He got into some trouble in the fourth, serving up consecutive singles and then a two-run homer to Mike Baxter, but found value in that because he had a chance to work out of the stretch and noted "I think that was the most exciting part of my day." He surrendered six hits and three earned runs over his four innings, walking one and fanning two.
Peavy's pitches were clocked between 89 and 93 m.p.h. via the radar guns in the scouts' area behind the plate. Most of his fastballs checked in at 91. The 93 was his highest velocity of the spring.
Some folks who know Peavy as well as anyone were impressed, too.

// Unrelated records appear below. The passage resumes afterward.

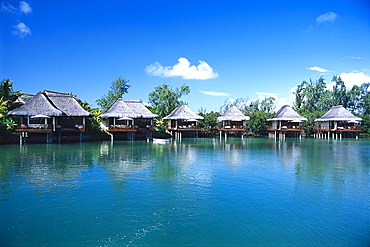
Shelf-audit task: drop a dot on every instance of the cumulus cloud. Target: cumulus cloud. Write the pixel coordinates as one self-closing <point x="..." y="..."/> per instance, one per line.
<point x="318" y="69"/>
<point x="279" y="101"/>
<point x="24" y="7"/>
<point x="183" y="69"/>
<point x="6" y="7"/>
<point x="327" y="17"/>
<point x="212" y="93"/>
<point x="356" y="58"/>
<point x="354" y="78"/>
<point x="21" y="30"/>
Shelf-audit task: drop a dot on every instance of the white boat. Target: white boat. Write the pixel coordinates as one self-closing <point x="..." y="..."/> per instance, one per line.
<point x="161" y="140"/>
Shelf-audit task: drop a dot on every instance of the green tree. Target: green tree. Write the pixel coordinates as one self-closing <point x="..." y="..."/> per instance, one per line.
<point x="240" y="103"/>
<point x="339" y="93"/>
<point x="163" y="99"/>
<point x="257" y="125"/>
<point x="312" y="96"/>
<point x="118" y="88"/>
<point x="7" y="92"/>
<point x="258" y="111"/>
<point x="209" y="124"/>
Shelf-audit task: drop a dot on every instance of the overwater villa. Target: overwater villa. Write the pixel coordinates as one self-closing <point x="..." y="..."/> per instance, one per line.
<point x="232" y="120"/>
<point x="338" y="122"/>
<point x="286" y="123"/>
<point x="127" y="117"/>
<point x="182" y="120"/>
<point x="51" y="112"/>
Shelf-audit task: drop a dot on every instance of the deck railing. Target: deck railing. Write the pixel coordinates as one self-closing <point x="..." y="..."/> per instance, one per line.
<point x="34" y="128"/>
<point x="184" y="127"/>
<point x="122" y="127"/>
<point x="285" y="128"/>
<point x="340" y="128"/>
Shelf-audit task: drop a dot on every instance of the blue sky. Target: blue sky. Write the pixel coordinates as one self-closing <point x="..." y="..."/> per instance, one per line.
<point x="223" y="50"/>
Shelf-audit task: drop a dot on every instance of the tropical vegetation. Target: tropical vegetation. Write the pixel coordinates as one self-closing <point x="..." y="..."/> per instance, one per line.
<point x="312" y="99"/>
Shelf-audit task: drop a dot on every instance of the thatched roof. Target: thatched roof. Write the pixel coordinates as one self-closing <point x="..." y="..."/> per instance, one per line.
<point x="140" y="109"/>
<point x="286" y="113"/>
<point x="67" y="104"/>
<point x="183" y="112"/>
<point x="338" y="113"/>
<point x="119" y="109"/>
<point x="232" y="114"/>
<point x="37" y="105"/>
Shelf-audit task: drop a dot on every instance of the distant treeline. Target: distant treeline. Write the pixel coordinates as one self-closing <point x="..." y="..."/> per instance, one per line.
<point x="312" y="100"/>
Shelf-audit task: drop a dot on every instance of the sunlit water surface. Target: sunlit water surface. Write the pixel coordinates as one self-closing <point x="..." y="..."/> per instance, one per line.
<point x="193" y="192"/>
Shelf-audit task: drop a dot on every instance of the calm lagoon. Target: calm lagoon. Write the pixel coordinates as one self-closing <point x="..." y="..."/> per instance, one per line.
<point x="193" y="192"/>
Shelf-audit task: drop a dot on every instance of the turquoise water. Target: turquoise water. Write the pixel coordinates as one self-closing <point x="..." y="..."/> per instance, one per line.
<point x="193" y="192"/>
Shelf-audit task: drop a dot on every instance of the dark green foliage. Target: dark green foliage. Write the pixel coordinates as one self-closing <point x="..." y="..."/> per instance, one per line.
<point x="118" y="88"/>
<point x="209" y="124"/>
<point x="257" y="125"/>
<point x="310" y="124"/>
<point x="365" y="125"/>
<point x="164" y="100"/>
<point x="7" y="123"/>
<point x="313" y="100"/>
<point x="258" y="111"/>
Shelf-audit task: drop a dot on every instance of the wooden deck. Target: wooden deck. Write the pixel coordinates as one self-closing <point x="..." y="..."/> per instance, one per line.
<point x="285" y="128"/>
<point x="184" y="128"/>
<point x="122" y="128"/>
<point x="231" y="129"/>
<point x="338" y="129"/>
<point x="35" y="128"/>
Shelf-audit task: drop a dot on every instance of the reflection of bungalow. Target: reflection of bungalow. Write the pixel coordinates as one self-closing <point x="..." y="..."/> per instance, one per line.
<point x="336" y="121"/>
<point x="50" y="112"/>
<point x="286" y="122"/>
<point x="232" y="120"/>
<point x="127" y="116"/>
<point x="182" y="120"/>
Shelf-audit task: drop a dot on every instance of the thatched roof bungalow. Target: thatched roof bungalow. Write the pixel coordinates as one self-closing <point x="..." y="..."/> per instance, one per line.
<point x="127" y="115"/>
<point x="338" y="119"/>
<point x="50" y="111"/>
<point x="36" y="115"/>
<point x="286" y="120"/>
<point x="182" y="118"/>
<point x="233" y="120"/>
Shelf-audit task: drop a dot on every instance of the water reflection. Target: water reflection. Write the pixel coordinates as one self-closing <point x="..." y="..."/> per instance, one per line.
<point x="43" y="167"/>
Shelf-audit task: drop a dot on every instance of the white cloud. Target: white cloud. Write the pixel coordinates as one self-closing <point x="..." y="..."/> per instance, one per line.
<point x="351" y="79"/>
<point x="327" y="17"/>
<point x="318" y="69"/>
<point x="279" y="101"/>
<point x="25" y="7"/>
<point x="21" y="30"/>
<point x="357" y="58"/>
<point x="212" y="93"/>
<point x="8" y="8"/>
<point x="183" y="69"/>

"I thought Jake threw the ball well," said Padres manager Bud Black, who had Peavy in San Diego. "His fastball looked good, he had a good slider.

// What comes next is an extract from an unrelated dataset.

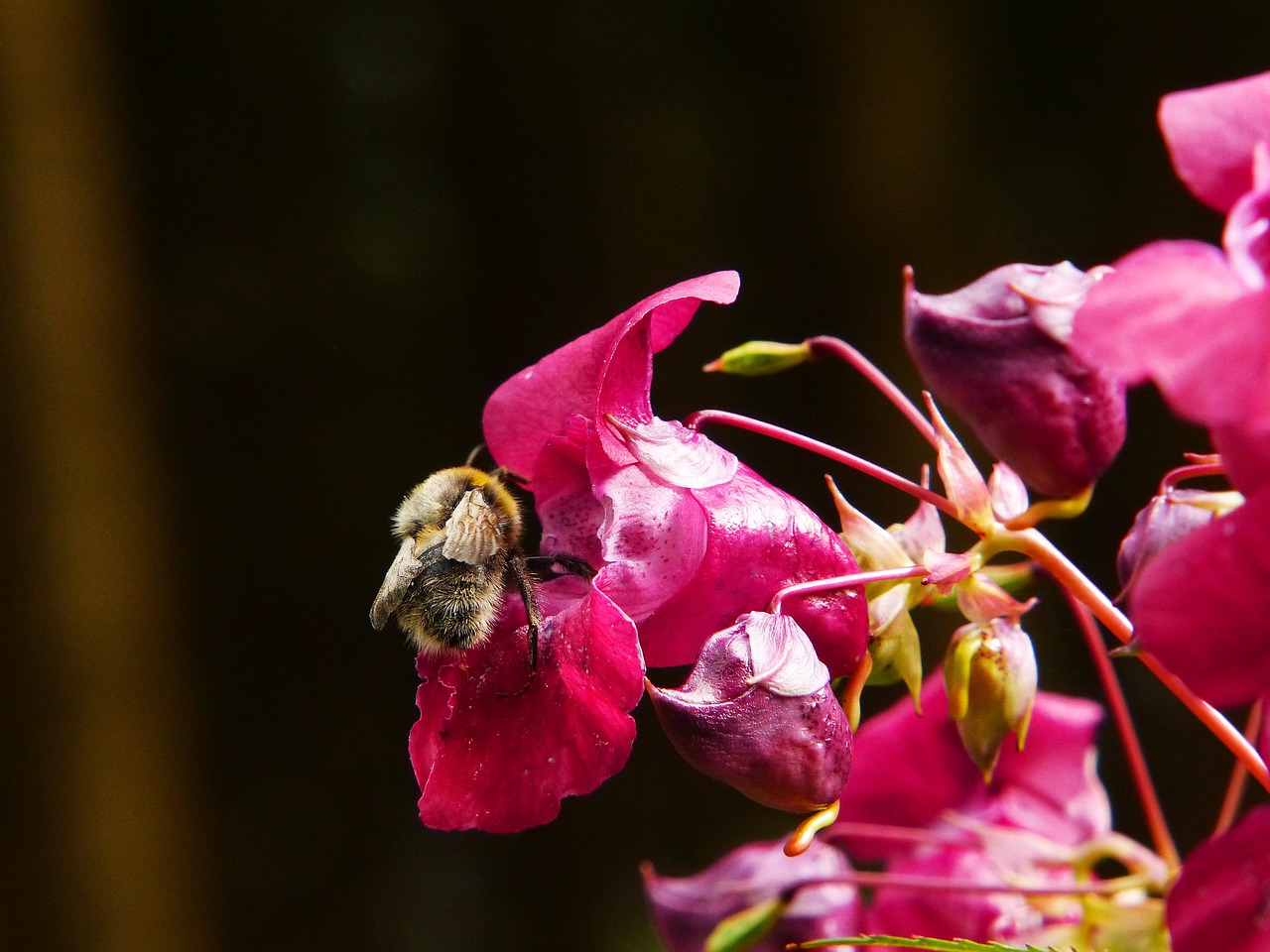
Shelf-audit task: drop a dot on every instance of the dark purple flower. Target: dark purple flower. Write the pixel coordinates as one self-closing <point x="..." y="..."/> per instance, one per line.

"He didn't look to me as though he's lost anything. He looked really good."
Among other things, Peavy was encouraged in that he bounced back well in his third start of the spring after not feeling quite as good last Wednesday against San Francisco.
"I was a little bit nervous after the last start because I didn't bounce back the way we thought," he said. "I tell you, we put in some hours in the trainers' room, and in the weight room. ... I felt quite a bit better today than I did the other day. I think you saw the fatigue starts to set in around the 50-pitch, 60-pitch mark."
The key, Peavy said, was learning how to moderate his workload between starts.
"My volume was so high," he said. "We came in in this rehab mode, and I'm doing this shoulder program that the White Sox have implemented, and I still want to do all of that as well as the exercises that I've been doing all winter.
"I just think my volume was so high there's no rest time. Rehab and pitching at same time, you've just got to maintain your strength. Holding back volume, I think that made a little bit of a difference."
Peavy said he continues to feel as though he's on a normal spring progression, and "hopefully I'll jump into that No. 5 spot [in the opening day rotation]. If we do have a setback, as far as we've come and as far down the road as it's been, I can't see it being much of a setback."
Asked how he would feel if the Sox occasionally skipped him in the rotation to preserve his health, Peavy said flatly, "I want to pitch. I'm going to fight that battle. ...
"If I'm deemed healthy, I want the ball every time it comes around. I'll certainly battle my authorities. I'll put up a pretty good fight."